In finding minimal surface of revolution after applying to euler lagrange equation $d u \over dx \sqrt{1+(u')^2}$$=0$.
Then $ u \over \sqrt{1+(u')^2}$$=constant$.
Then solving $\int{ c \over \sqrt{u^2-c^2}}du=x+k$.Then using cosh
$cosh^{-1}{u\over c}=x+k$ and hence $u=c *cosh({x+k \over c})$.
I don't understand how this integration is performed.

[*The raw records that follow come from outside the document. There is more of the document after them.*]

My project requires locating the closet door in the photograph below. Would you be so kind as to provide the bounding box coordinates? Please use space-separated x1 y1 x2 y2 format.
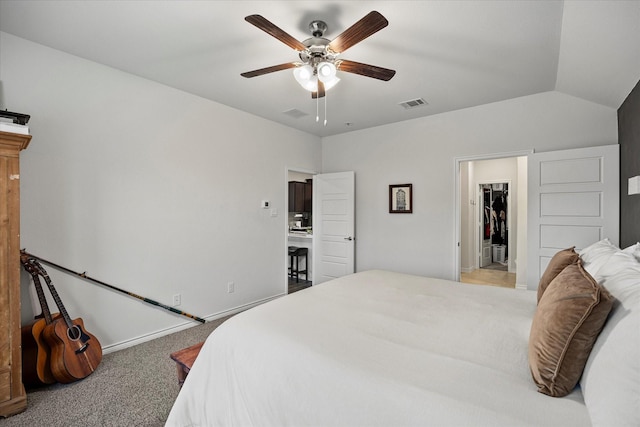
479 186 492 268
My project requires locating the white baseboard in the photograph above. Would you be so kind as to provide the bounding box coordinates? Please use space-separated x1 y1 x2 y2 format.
101 293 284 354
460 266 474 273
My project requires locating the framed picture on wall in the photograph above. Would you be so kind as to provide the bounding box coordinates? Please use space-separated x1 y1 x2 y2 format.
389 184 413 213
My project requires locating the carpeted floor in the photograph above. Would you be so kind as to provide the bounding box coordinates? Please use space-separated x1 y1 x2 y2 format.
1 315 233 427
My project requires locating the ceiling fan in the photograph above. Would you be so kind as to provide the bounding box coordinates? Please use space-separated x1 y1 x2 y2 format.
241 11 396 99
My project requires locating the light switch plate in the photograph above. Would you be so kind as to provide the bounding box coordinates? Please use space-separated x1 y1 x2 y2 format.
629 176 640 195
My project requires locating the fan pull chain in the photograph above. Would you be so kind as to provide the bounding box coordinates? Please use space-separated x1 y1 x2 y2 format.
324 91 328 126
316 92 320 123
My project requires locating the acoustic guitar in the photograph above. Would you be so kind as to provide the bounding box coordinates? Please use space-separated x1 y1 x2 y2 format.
30 258 103 383
20 254 59 386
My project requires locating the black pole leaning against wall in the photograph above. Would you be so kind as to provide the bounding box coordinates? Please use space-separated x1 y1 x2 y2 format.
21 250 206 324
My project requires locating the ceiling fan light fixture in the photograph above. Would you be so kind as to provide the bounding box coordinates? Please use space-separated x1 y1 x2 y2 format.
293 64 318 92
317 61 340 91
303 76 318 92
317 61 337 82
322 75 340 91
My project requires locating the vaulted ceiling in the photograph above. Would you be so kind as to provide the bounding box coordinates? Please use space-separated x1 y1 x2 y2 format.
1 1 638 137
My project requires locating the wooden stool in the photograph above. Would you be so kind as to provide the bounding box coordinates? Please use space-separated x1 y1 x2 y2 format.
170 342 204 387
288 246 308 283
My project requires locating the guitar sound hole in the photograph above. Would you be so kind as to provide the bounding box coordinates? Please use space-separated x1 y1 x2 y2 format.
67 325 81 341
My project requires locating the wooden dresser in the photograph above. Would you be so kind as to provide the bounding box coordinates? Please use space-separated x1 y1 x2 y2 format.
0 130 31 417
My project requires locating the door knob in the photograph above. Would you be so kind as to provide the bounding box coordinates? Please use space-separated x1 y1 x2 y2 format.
344 236 354 241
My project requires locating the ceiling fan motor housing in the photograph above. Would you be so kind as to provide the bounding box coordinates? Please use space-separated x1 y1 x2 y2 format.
298 20 341 71
309 20 328 38
299 37 337 67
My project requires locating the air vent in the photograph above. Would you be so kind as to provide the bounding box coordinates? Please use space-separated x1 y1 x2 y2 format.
398 98 428 110
282 108 308 119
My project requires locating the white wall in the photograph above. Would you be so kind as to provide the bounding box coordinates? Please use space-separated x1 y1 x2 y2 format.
1 32 321 350
322 91 618 280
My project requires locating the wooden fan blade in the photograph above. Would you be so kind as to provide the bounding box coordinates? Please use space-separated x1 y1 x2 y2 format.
241 62 297 78
328 11 388 53
312 81 326 99
338 60 396 81
245 15 307 51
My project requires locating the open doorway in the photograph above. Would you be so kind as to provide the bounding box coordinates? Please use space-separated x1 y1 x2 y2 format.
457 155 528 289
286 169 314 294
479 182 509 271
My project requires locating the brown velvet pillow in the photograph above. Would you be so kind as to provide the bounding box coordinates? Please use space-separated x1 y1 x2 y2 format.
529 261 613 397
537 247 579 303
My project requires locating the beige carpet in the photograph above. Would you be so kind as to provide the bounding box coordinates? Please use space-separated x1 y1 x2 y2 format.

That is how $\int{ c \over \sqrt{u^2-c^2}}du=x+k$ is computed.Can someone please explain it to me
Starting from $u = c\sqrt{1 + (u')^{2}}$ (your ODE after using Euler-Lagrange, with the radical moved to the right-hand side), solving for $u'$ gives $$ u^{2} = c^{2}\bigl(1 + (u')^{2}\bigr) = c^{2} + c^{2} (u')^{2}, $$ or $$ \frac{c\, du}{\sqrt{u^{2} - c^{2}}} = dx. \tag{1} $$
The hyperbolic substitution $u = c\cosh t$ gives $du = c\sinh t\, dt$ and $$ \sqrt{u^{2} - c^{2}} = c\sqrt{\cosh^{2} t - 1} = c\sinh t; $$ the hyperbolic identity $\cosh^{2} t - 1 = \sinh^{2} t$ replaces the difference of squares under the radical with a perfect square. That is, $$ \frac{du}{\sqrt{u^{2} - c^{2}}} = \frac{c\sinh t\, dt}{c\sinh t} = dt. \tag{2} $$ Consequently, \begin{align*} x + k &= \int dx \\ &= \int \frac{c\, du}{\sqrt{u^{2} - c^{2}}} && \text{by (1)} \\ &= \int c\, dt && \text{by (2)} \\ &= ct = c\cosh^{-1}\left(\frac{u}{c}\right). \end{align*} (The constant of integration only needs to be added to one side.) Solving for $u$ in terms of $x$ gives $$ u = c\cosh\left(\frac{x + k}{c}\right). $$